Elk Creek Weekend
10/11/2014 10/12/2014
It doesn’t get much better!
There is nothing that comes close to early steelhead fishing. The fresh, wild, exuberant steelhead that makes the run into a trout size creek each year is one heck of an experience to be hold. Just to see them staging in semi-deep holes, along shallow ledges or in a tumbling riffle gets me excited. To hook into one is an experience you don’t often find in a fresh water creek.
The speed of a fresh steelhead that will rip line off the spool in a matter of seconds and possibly into your backing! The quickness of them in changing direction and the force is incomparable to any freshwater stream fish. The sight of a steelhead exploding out of the water within feet of where you stand, watching it display beauty and acrobatics is worth the sight if for only once in a life time. Its chrome sides glistening from the sun flashes before your eyes before its body slams back upon the surface. You better hold on because there isn’t much of a pause before it quickly dashes away constantly trying to throw the hook. Can you keep up with an onward charging steel right at you? Your hand winding the large arbor reel trying to keep tension on the line as you keep the rod up and flexed with the other tightly gripping the cork handle.

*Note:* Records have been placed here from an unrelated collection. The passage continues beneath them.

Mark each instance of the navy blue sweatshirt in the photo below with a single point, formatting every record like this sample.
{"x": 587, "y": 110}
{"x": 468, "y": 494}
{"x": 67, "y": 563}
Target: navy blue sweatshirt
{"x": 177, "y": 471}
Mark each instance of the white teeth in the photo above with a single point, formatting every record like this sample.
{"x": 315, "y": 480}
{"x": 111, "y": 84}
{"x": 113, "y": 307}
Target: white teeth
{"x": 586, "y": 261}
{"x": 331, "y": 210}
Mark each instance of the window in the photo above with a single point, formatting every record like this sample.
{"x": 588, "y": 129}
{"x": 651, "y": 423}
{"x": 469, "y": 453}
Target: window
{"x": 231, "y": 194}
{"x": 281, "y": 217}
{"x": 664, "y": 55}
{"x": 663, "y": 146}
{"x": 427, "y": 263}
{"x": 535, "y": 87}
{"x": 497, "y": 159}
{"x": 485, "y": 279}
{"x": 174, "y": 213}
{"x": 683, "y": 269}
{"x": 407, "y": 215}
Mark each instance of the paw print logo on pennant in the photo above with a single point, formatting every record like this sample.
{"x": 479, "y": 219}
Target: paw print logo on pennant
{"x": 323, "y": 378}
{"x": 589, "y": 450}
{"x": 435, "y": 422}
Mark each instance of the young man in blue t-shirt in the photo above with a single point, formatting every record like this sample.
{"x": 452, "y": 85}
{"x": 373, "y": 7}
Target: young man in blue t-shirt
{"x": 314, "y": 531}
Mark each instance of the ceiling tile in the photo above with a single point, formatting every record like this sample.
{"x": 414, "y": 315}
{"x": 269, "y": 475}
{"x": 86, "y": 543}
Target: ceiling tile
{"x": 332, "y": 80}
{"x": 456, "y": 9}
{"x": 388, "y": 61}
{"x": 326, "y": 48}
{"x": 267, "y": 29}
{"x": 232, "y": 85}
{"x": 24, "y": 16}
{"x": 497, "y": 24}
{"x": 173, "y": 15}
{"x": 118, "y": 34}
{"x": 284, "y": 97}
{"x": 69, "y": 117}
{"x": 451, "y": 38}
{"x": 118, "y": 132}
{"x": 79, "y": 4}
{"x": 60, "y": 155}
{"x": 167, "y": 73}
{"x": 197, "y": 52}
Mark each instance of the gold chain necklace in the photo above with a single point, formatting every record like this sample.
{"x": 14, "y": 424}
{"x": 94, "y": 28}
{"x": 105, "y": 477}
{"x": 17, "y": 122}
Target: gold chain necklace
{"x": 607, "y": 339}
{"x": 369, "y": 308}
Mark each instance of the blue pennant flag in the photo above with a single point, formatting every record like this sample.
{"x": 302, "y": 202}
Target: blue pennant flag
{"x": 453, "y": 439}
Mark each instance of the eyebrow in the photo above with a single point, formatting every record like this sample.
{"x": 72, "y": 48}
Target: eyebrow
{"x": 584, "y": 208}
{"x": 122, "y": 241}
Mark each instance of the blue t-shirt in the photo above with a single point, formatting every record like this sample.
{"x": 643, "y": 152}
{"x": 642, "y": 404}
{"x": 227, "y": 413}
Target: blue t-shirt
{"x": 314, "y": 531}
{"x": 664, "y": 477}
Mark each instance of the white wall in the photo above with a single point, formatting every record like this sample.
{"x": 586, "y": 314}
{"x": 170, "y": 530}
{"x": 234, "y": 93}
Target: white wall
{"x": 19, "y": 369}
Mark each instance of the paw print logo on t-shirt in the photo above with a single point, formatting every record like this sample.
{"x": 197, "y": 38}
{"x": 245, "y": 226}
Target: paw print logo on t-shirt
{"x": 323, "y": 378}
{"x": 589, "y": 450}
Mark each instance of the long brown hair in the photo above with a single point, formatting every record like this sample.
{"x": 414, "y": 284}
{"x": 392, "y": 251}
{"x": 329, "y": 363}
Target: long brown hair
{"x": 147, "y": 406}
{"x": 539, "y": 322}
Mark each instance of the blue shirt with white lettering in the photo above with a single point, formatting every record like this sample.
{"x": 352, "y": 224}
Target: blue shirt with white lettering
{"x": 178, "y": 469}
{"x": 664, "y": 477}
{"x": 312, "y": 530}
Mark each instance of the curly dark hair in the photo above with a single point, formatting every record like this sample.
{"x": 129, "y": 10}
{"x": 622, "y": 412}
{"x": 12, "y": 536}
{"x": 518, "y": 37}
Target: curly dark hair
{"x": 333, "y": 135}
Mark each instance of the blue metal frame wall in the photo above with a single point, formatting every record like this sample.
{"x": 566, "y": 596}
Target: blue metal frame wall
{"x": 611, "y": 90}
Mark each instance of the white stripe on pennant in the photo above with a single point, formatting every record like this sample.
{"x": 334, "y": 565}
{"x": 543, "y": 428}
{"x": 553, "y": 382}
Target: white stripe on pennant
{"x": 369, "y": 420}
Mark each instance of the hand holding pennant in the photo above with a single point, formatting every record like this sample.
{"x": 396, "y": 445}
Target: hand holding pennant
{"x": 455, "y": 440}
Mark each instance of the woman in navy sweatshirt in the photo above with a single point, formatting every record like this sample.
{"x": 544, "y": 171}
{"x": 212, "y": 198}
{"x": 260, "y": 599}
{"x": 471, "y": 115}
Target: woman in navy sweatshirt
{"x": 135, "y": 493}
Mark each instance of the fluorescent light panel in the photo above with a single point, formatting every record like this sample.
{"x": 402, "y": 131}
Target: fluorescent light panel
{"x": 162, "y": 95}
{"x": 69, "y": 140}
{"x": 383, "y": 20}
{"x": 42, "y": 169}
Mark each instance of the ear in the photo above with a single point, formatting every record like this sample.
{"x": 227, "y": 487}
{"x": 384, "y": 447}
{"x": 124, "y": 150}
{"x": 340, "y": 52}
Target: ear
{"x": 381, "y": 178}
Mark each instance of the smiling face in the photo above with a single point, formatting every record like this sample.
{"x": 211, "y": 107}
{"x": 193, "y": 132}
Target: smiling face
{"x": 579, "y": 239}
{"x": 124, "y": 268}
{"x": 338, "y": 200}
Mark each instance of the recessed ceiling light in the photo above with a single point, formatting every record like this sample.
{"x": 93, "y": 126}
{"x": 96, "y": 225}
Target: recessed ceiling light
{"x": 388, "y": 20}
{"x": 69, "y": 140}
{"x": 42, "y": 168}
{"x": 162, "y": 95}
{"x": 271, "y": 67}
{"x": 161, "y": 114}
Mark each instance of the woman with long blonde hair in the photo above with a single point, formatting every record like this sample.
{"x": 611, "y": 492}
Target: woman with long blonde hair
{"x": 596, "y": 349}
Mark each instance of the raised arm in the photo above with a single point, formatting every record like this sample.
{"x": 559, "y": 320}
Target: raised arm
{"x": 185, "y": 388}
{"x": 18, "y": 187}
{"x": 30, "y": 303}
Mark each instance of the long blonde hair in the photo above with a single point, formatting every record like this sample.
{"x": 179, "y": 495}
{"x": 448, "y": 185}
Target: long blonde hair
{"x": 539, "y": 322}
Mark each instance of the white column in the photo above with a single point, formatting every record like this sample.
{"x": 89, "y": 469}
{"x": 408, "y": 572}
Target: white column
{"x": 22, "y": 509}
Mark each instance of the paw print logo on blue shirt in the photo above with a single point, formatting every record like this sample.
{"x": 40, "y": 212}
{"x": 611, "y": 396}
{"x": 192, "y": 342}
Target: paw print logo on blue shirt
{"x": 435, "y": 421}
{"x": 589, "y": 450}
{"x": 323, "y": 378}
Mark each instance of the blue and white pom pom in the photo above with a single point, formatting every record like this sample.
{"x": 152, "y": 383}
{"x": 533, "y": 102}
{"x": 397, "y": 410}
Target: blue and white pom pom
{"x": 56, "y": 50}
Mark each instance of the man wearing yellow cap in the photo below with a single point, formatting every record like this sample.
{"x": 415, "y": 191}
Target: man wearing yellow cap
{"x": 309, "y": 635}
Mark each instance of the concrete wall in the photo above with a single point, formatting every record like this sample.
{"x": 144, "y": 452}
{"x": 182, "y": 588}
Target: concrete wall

You find you’re never sure when you got him tired out. As you get him closing in he turns abruptly for another try at escaping. You keep the drag too tight and he’s sure to break you off, too loose and he’ll take all the line you give him.
You don’t necessarily need a hunk of sticky skein or live bait in the form of egg sacks. Sometimes just a single egg. Fly fishermen will use the same patterns they use for everyday trout fishing in the form of Woolly Bugger or streamers.